Until quite recently, virtually all Nikon 35mm autofocus lenses worked with all Nikon digital SLR camera bodies. That has gradually changed, with older lenses now only suitable for certain cameras. In particular the new Nikon D40 D40X, D60, D3000 and the Nikon D5000 will only work with AF-S Nikon lenses, or with certain Sigma, Tamron or Tokina lenses which have focus motors built into the lens - Most Nikon lenses used to be focused by a motor built in to the camera body. Also lenses with a G in their name don’t have an aperture ring, and DX lenses will work with any Nikon digital SLR camera but can’t be used with film - their imaging circle is only big enough for the smaller APS-C sized sensors in most Nikon digital SLR’s, not for full frame Nikons like the D3 or D700, where they will work but in a cropped frame mode. The best advice with Nikon lenses now is to always ask about compatibility, even buying a new lens. In most cases, if it’s a Nikon, it’ll work but possibly only with manual focus - All the above lenses worked fine with my Nikon D70, Nikon D90, Nikon D300 and Fuji S2 Pro.

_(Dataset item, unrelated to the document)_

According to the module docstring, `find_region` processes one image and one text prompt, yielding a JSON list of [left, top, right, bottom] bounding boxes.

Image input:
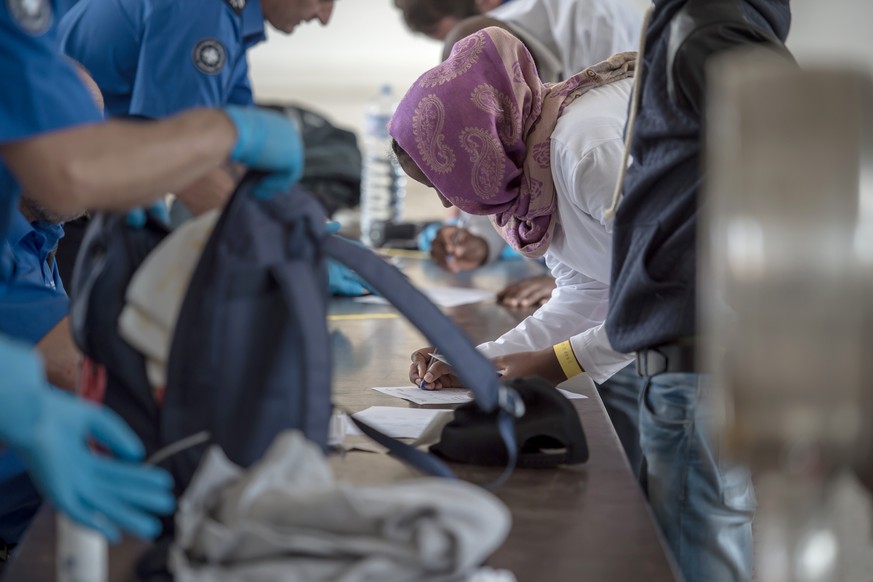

With Sigma and other independent makers, it’s a little more complicated. Few will autofocus with the new lighter Nikon DSLRs, but may be OK with the Nikon D90, D300 etc. - so check before you buy. Tokina and Tamron lenses, unless they’re very old, are usually OK with these cameras, but not with the Nikon D40, D40X, D60, D3000 or D5000 unless they have a built in focus motor.
Nikon always used to pride themselves in maintaining compatibility between all their lenses and all their cameras. Unfortunately it’s got much more complicated over the last few years.
So always check before you buy - Even with new lenses.